Met dank overgenomen van Europese Commissie (EC), gepubliceerd op woensdag 1 oktober 2014.

European Commission

[Check Against Delivery]


Member of the European Commission for Education, Culture, Multilingualism and Youth

EU studies: Giving the young generation the keys to democratic participation

Jean Monnet Conference 2014

Brussels, 1 October 2014

Dear President Barroso,

Dear Professors Weiler and Monar,

Ladies and Gentlemen,

It is an honour for me to welcome you to this annual Jean Monnet Conference. These conferences are a unique opportunity for experts on European integration studies to come together and share their expertise and experience. They are also an opportunity for the Commission to hear the views of so many distinguished academics and experts working in a wide range of disciplines.

This year's event will be my last as Commissioner responsible for Education and Culture. Looking back over my mandate, I am proud to say that the debates at the Jean Monnet conferences have addressed some of the biggest challenges facing Europe: the economic crisis, sustainable growth, enlargement, political union.

From the perspective of education and European integration, policy-makers have been able to benefit from your wide-ranging views and deep insight. Indeed, the Jean Monnet community is a valued think-tank, promoting policy debate and exchanges between the academic world and policy-makers on EU policy priorities.

In this perspective, I would like to thank President Barroso for his constant, direct and personal support in making each of these conferences a real success and in promoting the high quality of the Jean Monnet community. President, this community owes you a lot and I am glad we strengthened it as part of Erasmus+.

Today, we will be looking at 'studies in European integration', the raison d'être of the Jean Monnet programme. For 25 years now, the Commission has supported activities to foster European integration studies.

Of course you know the programme - all of you are actively involved in it. But the programme is also a reference point for a whole range of stakeholders with an interest in EU integration, in regional integration and in the effects of the European Union project on the world of work, education, and international relations. And its objective is to explain to citizens the everyday impact of the European project on their own lives.

This is a key year for the European Union, and I am glad that we are taking a new look at the content and delivery of European Union studies. Looking at why they are important and what they should be focusing on, and how future study programmes and their alumni can continue to contribute to European policy-making and governance.

In this period where the European project is sometimes misunderstood, perceived as complex and even called into question by a growing minority in several member states, I believe it is high time that we give to students and the young generation the right keys to understand the EU, its functioning, its history and its political dynamics.

I consider it as being a civic duty for our education systems to provide European students with the right tools so they can understand better the democratic process they live in and participate fully into it.

Of course these EU studies are - and should remain - a specialised area in their own right. And the presence today of M. Monar and Mr Weiler, the rectors of two prominent institutions in EU studies - the College of Europe and the European University Institute of Florence - is a clear sign of the importance of this dimension. I take this opportunity to thank both of you for your participation.

But the introduction of a "European dimension" to other areas of study, in addition to the traditional European integration studies in law, politics, and economics, can also be of benefit. Our conference will therefore be looking at how we might better mainstream the European dimension into other academic disciplines.

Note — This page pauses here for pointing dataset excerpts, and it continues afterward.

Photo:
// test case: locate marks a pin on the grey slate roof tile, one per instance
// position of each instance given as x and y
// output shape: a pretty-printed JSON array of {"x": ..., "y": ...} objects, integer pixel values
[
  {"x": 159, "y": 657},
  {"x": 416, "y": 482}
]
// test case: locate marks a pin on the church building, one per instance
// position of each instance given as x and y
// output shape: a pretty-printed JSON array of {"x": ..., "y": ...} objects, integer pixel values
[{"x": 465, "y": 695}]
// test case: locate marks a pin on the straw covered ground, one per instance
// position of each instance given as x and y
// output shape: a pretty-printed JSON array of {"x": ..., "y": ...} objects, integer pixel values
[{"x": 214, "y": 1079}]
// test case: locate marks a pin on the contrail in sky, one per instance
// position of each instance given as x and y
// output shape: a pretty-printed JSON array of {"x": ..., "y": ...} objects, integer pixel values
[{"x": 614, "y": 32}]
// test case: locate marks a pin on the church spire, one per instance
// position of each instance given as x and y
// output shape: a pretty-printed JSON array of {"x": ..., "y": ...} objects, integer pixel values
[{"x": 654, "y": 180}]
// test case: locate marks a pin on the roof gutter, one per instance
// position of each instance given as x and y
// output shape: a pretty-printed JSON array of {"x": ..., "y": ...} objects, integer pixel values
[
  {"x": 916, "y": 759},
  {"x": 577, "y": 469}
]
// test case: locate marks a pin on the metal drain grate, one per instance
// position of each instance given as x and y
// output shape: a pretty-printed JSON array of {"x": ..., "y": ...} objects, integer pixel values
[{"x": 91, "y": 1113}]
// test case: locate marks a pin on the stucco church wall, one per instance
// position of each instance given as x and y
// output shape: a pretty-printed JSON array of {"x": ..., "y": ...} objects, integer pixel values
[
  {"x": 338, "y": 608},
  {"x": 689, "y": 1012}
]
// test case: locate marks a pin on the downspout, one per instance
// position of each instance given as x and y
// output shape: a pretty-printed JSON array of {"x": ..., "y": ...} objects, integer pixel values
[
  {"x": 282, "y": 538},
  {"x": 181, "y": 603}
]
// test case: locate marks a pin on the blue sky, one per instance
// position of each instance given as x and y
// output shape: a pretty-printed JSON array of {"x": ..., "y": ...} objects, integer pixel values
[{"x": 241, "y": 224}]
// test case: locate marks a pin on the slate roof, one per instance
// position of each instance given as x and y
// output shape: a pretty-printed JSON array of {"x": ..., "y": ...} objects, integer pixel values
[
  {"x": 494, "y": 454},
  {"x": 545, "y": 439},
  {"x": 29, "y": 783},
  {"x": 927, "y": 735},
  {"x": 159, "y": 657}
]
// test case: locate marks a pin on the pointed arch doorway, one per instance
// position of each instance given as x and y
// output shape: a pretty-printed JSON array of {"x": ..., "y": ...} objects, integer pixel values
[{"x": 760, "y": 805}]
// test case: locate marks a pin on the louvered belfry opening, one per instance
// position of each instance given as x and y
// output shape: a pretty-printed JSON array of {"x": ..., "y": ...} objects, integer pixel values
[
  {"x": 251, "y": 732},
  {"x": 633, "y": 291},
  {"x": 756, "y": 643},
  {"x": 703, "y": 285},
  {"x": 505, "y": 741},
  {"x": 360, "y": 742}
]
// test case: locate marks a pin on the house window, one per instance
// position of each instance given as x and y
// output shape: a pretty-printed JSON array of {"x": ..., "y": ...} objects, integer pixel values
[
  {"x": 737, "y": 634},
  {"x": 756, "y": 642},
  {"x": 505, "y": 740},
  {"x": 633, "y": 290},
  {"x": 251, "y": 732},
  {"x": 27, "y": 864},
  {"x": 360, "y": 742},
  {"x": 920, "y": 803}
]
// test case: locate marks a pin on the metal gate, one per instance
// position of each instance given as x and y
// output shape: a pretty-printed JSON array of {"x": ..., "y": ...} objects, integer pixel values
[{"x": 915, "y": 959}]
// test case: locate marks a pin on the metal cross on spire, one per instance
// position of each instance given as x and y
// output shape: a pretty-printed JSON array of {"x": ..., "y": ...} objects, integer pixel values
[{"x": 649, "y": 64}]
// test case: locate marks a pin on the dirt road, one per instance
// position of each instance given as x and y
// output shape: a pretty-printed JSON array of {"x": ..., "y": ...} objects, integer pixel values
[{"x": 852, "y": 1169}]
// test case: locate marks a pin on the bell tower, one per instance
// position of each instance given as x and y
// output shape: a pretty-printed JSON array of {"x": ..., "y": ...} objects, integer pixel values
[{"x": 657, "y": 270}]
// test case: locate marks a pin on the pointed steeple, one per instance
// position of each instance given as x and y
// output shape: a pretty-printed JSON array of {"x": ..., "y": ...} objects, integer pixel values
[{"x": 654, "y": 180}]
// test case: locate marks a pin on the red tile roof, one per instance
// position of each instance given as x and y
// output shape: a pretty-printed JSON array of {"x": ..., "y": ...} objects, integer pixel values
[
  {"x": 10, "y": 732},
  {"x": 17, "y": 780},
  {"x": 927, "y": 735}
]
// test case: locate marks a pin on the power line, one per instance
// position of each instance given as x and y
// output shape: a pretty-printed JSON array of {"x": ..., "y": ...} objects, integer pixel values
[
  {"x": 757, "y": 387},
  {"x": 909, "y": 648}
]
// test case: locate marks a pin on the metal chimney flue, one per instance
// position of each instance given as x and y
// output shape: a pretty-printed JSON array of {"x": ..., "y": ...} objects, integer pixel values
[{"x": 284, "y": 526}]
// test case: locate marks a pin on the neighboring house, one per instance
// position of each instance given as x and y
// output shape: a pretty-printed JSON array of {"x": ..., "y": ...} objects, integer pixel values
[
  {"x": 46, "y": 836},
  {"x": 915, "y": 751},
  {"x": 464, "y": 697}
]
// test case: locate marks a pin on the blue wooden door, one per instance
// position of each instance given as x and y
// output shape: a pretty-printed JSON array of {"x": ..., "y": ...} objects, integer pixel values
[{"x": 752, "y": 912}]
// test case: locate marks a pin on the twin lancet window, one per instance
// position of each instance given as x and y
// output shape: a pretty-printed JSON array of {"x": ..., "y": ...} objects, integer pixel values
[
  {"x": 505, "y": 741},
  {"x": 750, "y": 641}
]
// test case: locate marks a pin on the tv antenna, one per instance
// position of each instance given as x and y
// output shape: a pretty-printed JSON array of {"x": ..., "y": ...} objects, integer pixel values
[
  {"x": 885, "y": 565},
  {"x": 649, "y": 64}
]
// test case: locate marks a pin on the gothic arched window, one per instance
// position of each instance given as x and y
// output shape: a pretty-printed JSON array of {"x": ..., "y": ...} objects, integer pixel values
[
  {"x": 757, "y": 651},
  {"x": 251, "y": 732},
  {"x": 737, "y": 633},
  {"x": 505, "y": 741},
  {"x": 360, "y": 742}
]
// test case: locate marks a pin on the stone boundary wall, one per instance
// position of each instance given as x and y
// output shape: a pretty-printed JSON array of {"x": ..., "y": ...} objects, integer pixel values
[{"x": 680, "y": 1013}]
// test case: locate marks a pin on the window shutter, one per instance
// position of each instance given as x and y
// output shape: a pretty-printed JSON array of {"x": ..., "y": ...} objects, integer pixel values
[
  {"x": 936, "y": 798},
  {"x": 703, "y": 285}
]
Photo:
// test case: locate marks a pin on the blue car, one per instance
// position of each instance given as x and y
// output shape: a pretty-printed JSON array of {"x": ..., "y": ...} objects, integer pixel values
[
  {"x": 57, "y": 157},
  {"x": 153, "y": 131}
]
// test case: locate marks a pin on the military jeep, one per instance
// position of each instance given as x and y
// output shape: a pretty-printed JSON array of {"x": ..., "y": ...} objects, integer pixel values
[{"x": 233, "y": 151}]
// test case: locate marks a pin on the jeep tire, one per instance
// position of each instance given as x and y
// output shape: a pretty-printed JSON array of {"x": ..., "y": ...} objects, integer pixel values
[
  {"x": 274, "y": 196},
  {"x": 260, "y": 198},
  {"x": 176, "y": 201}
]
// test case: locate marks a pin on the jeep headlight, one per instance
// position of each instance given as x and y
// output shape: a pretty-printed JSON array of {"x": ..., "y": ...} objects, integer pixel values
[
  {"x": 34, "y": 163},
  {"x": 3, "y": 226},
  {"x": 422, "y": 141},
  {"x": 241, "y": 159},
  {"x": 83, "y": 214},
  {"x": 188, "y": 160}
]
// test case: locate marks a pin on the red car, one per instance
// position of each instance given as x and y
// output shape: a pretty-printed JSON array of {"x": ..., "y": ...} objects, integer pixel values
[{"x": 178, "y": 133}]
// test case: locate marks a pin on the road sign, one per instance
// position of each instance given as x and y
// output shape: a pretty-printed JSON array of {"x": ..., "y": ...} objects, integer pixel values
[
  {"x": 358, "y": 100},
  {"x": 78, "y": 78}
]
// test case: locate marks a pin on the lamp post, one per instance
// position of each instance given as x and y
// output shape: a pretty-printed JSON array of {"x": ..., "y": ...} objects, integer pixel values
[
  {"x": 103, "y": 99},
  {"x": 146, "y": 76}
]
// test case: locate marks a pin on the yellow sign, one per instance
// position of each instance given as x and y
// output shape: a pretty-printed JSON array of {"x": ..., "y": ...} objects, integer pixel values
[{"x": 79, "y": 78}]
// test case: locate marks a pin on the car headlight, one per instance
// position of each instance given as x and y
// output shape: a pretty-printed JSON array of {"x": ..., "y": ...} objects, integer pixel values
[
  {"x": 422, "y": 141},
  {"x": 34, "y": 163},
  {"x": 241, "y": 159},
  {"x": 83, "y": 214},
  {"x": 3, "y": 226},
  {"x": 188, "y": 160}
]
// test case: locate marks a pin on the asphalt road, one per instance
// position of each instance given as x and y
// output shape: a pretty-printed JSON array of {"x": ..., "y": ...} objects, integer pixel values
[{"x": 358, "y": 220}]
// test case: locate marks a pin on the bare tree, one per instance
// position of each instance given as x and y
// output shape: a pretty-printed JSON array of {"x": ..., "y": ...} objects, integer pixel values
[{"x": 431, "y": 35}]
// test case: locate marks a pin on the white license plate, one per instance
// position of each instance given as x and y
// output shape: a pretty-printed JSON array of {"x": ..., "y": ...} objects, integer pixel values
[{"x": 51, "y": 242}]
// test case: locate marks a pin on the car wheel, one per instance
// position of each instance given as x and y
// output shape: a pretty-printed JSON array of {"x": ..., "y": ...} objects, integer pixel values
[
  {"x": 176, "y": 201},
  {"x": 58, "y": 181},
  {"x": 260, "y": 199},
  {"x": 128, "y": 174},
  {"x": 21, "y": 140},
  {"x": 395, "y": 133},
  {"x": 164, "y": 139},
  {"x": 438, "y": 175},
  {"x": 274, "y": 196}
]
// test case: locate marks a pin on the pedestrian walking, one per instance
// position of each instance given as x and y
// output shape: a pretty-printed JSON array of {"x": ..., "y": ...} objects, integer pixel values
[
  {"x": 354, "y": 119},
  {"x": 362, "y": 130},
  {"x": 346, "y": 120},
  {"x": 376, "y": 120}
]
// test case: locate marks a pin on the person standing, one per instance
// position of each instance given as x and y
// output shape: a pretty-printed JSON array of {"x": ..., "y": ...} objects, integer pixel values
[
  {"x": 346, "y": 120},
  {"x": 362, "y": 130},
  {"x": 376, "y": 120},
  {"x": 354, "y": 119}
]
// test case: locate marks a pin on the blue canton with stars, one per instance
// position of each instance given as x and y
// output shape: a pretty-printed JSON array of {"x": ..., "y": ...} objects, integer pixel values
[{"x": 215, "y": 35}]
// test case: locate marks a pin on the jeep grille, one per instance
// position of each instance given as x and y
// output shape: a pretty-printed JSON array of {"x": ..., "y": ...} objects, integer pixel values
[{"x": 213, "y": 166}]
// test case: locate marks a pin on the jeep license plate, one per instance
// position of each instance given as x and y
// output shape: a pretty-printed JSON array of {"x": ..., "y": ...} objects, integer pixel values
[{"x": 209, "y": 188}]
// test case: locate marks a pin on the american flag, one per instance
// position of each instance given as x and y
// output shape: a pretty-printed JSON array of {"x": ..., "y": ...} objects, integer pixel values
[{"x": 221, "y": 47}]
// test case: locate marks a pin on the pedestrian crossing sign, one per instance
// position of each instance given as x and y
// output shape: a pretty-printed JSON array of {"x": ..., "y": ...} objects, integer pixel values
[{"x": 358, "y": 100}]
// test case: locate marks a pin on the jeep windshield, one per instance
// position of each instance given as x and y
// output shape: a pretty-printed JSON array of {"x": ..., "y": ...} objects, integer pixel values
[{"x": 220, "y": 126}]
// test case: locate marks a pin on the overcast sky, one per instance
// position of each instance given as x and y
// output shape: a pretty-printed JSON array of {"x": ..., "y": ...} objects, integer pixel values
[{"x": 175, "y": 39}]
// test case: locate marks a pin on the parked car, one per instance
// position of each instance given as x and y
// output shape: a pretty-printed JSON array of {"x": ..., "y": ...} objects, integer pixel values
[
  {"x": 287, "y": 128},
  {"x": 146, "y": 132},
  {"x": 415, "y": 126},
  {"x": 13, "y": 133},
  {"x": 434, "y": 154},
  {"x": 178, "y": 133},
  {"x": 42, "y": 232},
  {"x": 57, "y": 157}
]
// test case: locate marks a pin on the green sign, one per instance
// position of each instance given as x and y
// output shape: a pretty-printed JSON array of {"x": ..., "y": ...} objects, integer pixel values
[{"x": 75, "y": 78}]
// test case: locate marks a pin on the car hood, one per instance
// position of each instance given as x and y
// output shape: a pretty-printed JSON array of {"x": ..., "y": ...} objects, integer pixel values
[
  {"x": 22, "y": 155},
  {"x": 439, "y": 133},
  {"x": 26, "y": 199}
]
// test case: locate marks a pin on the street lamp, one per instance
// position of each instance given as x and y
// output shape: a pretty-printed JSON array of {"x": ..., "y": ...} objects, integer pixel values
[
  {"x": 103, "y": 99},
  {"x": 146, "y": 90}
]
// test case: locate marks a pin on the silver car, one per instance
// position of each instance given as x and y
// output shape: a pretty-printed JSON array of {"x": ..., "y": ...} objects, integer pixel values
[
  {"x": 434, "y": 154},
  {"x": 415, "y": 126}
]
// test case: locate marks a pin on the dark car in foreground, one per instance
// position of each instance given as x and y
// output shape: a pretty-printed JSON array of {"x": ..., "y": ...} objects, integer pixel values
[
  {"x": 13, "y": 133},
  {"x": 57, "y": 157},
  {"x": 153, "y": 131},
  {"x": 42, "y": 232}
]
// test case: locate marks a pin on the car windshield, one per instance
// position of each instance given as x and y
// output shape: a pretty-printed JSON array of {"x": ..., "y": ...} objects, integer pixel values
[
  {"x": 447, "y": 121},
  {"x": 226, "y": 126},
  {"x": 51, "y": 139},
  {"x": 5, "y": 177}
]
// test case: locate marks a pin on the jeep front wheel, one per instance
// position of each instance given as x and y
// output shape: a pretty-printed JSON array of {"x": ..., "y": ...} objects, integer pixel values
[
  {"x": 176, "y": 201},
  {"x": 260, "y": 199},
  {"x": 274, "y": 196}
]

The worldwide profile of the Jean Monnet programme - and the presence today of so many of you from outside the EU - bears witness to the great interest in EU integration in countries outside Europe. Let's use these two days to look at the reasons for this interest, and at how we can ensure a better understanding of the European project, its impact and its added value.

Our conference has proved very popular. I am delighted about this: we have also arranged for all our conference proceedings - plenary sessions and workshops - to be relayed via webstreaming.

To all of you here - and all of you out there [address camera], I know that you will all have views and experiences to share on this topic. So do have your say from the floor or from behind your computer: we will aim to take all your views into account.

Ladies and Gentlemen,

I am very thankful for your great interest in our conference and look forward to a very inspiring and constructive exchange of views: I wish you an enjoyable and fruitful debate.

Thank you.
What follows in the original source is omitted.